Wednesday, October 24, 2007

Cultural marginalization and homesickness

Having spoken to people so much about my future and having had to stay a night at the Sixth Avenue Inn recently, even though I am back "home" I still feel displaced. I like staying at five-star hotels because it makes me feel a lot like I came home. It reminds me of the Lidu. (Before its current fall.) I've gotten over the urge to tell every Holiday Inn employee I deal with that I live in the apartments in order to get better service, but I still miss it. I feel like I go from one local environment to another, try to make myself a little zone of transnationalism in a culturally oppressive majority view, get told I shouldn't be so attached to other places when where I am is so great, and eventually start doing the chameleon trick. Staying at the five-star hotels is like a vacation from locality, even though I only live in them when I'm working now. It's an escape into a deterritorialized zone where mobility is the norm and the environment is naturally a mix of people and places, everywhere yet nowhere in particular.

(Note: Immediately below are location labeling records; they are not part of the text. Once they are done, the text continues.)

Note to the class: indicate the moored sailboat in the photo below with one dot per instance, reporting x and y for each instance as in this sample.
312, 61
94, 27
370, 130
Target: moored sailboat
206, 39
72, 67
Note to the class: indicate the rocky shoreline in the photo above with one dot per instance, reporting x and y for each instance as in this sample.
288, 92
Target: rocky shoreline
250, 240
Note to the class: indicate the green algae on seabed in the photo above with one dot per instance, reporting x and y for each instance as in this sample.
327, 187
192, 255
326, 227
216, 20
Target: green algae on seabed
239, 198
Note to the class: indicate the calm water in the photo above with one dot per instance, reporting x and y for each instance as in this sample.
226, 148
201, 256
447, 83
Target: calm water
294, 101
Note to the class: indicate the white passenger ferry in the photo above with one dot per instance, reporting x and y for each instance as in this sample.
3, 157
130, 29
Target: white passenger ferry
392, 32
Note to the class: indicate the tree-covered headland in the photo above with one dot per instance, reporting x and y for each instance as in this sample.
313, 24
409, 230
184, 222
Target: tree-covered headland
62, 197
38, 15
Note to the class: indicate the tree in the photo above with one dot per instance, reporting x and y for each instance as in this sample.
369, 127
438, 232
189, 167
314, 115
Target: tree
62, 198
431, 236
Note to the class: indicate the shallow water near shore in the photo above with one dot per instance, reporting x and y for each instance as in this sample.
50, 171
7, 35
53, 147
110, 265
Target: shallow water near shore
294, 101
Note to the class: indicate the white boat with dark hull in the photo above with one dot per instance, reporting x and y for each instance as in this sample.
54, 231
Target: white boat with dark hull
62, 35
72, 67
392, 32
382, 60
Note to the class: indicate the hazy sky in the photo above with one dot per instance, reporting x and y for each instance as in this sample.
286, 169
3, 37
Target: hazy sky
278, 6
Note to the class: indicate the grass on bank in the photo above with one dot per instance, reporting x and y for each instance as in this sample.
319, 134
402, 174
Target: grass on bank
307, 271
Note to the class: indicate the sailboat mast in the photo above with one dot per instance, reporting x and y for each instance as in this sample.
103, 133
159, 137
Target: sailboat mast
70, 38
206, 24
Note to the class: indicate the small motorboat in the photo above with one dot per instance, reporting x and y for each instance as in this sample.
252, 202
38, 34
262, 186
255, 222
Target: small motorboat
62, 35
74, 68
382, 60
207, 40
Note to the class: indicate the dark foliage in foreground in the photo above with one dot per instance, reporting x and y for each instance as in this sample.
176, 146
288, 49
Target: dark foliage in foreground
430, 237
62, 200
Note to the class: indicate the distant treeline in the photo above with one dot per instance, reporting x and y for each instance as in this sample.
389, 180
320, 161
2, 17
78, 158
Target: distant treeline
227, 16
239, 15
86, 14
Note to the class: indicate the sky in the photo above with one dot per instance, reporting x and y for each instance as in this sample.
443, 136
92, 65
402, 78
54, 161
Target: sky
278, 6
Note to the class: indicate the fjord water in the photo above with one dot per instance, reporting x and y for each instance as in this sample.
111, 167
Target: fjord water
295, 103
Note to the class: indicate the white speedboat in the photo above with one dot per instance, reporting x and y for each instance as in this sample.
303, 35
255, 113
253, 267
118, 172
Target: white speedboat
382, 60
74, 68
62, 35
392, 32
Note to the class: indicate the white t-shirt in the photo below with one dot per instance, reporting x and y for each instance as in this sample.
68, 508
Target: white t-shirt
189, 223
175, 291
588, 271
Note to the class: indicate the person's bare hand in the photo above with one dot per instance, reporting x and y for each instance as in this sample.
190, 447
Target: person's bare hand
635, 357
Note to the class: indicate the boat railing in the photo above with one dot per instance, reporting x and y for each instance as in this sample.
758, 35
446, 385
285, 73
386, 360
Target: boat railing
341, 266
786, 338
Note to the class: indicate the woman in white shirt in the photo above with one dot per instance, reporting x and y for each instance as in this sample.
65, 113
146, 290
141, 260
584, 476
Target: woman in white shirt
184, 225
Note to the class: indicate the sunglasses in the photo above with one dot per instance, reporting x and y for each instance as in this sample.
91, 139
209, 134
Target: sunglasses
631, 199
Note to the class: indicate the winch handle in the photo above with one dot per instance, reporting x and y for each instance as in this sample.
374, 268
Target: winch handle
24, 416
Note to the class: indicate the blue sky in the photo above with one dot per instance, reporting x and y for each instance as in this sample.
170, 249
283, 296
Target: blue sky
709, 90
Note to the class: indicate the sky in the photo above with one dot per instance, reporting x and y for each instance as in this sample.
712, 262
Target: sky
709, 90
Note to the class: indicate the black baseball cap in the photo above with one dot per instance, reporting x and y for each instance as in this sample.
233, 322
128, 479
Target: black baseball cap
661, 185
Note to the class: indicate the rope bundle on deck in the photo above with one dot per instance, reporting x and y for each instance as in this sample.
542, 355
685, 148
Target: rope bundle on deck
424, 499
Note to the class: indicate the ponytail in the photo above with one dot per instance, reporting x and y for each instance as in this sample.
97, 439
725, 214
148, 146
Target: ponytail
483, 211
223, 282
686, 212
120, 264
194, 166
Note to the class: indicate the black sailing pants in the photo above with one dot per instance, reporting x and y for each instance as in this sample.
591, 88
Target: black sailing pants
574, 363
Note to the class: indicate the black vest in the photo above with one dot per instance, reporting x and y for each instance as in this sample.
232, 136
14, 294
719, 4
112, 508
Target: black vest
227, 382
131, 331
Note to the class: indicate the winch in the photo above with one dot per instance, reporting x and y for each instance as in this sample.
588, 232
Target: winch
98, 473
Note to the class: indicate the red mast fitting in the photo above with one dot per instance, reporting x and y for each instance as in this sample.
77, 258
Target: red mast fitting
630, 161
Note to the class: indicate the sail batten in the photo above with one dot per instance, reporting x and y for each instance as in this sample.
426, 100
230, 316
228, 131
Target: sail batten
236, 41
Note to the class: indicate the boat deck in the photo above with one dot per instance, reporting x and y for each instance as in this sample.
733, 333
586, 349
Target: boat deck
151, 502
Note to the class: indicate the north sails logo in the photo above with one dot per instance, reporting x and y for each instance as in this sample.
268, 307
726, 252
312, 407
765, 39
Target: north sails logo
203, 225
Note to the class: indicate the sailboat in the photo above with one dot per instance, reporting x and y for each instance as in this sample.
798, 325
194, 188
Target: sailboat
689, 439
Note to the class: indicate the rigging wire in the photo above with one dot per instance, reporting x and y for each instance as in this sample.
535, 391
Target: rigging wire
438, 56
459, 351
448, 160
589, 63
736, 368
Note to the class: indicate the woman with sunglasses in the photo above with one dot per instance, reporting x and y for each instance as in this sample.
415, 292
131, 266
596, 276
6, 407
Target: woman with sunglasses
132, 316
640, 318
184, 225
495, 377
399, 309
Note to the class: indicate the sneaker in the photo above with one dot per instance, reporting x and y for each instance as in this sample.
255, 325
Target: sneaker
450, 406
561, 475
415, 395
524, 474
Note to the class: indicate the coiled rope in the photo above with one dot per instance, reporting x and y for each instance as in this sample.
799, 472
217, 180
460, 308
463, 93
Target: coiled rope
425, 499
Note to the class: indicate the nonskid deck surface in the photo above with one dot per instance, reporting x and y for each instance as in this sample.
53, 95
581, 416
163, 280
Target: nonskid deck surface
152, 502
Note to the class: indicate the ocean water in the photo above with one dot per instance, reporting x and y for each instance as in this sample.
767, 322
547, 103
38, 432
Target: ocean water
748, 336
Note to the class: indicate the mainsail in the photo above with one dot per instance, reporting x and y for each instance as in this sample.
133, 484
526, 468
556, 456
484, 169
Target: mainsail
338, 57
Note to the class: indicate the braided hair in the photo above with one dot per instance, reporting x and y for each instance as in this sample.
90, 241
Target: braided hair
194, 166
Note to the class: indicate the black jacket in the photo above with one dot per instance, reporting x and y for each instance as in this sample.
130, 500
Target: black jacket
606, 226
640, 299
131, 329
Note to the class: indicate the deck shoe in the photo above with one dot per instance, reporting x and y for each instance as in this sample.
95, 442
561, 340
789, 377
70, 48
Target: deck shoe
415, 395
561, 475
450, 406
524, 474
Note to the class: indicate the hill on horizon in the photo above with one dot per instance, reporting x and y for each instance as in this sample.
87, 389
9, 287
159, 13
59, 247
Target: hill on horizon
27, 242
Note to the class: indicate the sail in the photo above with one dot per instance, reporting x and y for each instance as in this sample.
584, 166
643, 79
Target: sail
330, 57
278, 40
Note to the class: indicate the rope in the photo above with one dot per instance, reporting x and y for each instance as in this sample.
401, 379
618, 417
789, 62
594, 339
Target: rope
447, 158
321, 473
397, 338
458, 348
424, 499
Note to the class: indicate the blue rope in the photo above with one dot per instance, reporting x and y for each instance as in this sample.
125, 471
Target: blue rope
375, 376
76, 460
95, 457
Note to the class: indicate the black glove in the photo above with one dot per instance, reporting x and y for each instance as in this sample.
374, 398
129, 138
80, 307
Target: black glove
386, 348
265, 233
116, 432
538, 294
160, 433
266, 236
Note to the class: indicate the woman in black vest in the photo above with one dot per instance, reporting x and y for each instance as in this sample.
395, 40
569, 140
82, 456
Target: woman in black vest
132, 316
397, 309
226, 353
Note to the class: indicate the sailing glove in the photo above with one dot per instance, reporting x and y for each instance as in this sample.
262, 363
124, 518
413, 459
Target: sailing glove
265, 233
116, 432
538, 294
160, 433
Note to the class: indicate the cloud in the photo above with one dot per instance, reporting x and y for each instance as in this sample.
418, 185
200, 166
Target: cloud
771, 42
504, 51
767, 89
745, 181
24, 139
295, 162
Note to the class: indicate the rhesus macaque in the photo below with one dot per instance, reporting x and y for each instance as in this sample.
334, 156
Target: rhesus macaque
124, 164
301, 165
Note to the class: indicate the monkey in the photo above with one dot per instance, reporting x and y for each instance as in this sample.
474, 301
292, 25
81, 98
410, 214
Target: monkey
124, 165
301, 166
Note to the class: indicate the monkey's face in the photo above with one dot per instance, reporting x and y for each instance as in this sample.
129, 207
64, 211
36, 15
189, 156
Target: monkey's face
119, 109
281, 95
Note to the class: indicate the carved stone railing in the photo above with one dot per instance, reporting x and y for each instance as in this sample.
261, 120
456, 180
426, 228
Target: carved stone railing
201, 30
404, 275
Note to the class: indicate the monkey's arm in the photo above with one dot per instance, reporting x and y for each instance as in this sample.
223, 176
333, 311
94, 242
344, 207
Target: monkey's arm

Looking at the Lidu website, I found the videos showing apartments. I almost cried. That's our furniture! Those are our sofas, our dining room chairs, our layout... That's home, almost exactly! I wish I could step into the video, go to the sofa and turn on StarTV. Or look out the living room window to look at ISB and the big foreign cars in the parking lot. Or walk into my room and see the scroll that's on the wall to my right over my bed. But as for so many others, home is a combination of time and space. The Lidu isn't as it was, and no one in our family lives anywhere in China anymore. My visa has expired for good. I have pages and pages of Z visas that are no good to me now. There are two more ring roads now. I can never go home.